Manuel non riuscì mai a comprare quella medicina dal nome inventato. A pochi isolati dal Santa Maria, fu fermato da due berline. Picchiato, sparato a una gamba, fu imprigionato dal regime nello Stadio Nazionale, dove rimase per un mese e dove all’indomani dell’arresto, seppe che Pablito, come lo chiamava lui, era morto. Lo stesso giorno, il quotidiano conservatore El Mercurio, scrisse che «il poeta cileno e Nobel per la Letteratura, Pablo Neruda, era deceduto per un arresto cardiaco, dovuto a un’iniezione di calmante». La fonte del giornale, però, discrepava dal certificato di morte firmato la sera prima, nelle cui “osservazioni”, si legge: «Causa cachessia cancrenosa cancro prostata metastasi cancrenosa», cioè dimagrimento da cancro, cancrena e metastasi.
Strano. L’uomo che ricordano i suoi amici, l’ambasciatore e due ex ministri democristiani che lo visitarono in ospedale, «pesava più di un quintale»: grasso, Neruda fu fotograto il 12 luglio, nel suo 69esimo compleanno. Grasso, Neruda era il giorno che morì, quando telefonò a casa per chiedere aiuto. «Il 23 settembre ero di turno al Santa Maria. Attorno alle 15:00 mi chiamò l’infermiera Maria Araneda, perchè il paziente pativa forti dolori». Lo disse nel 2011 il dottor Sergio Draper, quando fu interrogato dal commissario Jara. Aveva iniziato a lavorare nella clinica il 20, cioè il giorno dopo l’arrivo di Neruda. Oggi lavora all’Ospedale Militare di Santiago.

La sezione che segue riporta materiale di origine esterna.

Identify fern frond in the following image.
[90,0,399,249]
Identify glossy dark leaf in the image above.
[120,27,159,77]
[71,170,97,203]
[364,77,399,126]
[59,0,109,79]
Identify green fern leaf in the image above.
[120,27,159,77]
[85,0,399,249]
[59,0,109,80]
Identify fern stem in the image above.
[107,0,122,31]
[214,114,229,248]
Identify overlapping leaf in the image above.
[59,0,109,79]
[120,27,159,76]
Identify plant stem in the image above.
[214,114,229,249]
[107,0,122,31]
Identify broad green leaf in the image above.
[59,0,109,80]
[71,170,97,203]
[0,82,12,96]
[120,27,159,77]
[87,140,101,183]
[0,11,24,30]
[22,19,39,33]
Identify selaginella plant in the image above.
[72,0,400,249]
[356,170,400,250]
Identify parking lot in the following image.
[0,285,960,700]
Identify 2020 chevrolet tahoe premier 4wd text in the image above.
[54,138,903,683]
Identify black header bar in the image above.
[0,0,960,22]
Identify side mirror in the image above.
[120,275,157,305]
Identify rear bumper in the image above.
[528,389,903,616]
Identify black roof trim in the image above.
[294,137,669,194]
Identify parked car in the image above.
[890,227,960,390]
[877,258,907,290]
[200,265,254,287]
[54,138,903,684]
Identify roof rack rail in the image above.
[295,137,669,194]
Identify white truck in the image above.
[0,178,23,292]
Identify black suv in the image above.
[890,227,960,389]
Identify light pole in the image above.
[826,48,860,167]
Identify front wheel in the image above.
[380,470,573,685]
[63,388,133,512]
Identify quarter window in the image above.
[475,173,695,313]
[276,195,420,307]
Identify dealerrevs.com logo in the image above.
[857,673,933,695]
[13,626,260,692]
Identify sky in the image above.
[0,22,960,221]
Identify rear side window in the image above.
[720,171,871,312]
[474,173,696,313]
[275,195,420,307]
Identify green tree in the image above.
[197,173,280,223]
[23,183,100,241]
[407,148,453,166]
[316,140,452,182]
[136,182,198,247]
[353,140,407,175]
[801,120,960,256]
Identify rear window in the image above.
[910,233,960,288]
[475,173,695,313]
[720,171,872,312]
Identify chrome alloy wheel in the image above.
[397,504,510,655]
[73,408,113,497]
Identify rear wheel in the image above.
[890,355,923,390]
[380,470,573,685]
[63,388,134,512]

Il poeta che vide quella domenica è diverso dal poeta «assolutamente normale» che l’ambasciatore stava facendo espatriare: «Era agonizzante, in anasarca – cioè gonfio a causa di un edema – con una frattura patologica al femore, dovuta alla metastasi». «Come da ordini del medico curante, somministrai un calmante: la dipirona». Poi, dice di aver finito il turno alle 19:45, sostituito dal dottor Price, che in serata lo informò del decesso. Il dottor Price e l’Urobotan sembrano avere una cosa in comune: non esistono. Secondo la Polizia Investigativa, nessun Price è mai stato iscritto alle facoltà di medicina del Paese, né all’Albo dei Medici cileno, passaggio obbligato per esercitare.
Quindi, se il dottor Price non esiste, il dottor Draper è l’asssassino? «È possibile. Se non è lui – dice l’avvocato Contreras prima di entrare in aula – almeno deve sapere chi è stato». Contreras è riuscito a far riaprire il caso Neruda. La causa dice: omicidio e associazione a delinquere. Il giudice ha appena ordinato la riesumazione della salma, in cerca di tracce di avvelenamento. Perchè avete aspettato tanto? «Perchè Araya, l’autista, ha parlato solo ora». Araya, perchè ha aspettato tanto? «Non sapevo a chi rivolgermi», dice agli inquirenti. «In Cile non si poteva parlare», lo difende Contreras. Il regime di Pinochet eliminò altri avversari in modo simile? «Si, l’ex presidente Frei, con un’iniezone letale». Era l’82, anche Frei morì al Santa Maria, il medico di turno era il dottor Draper.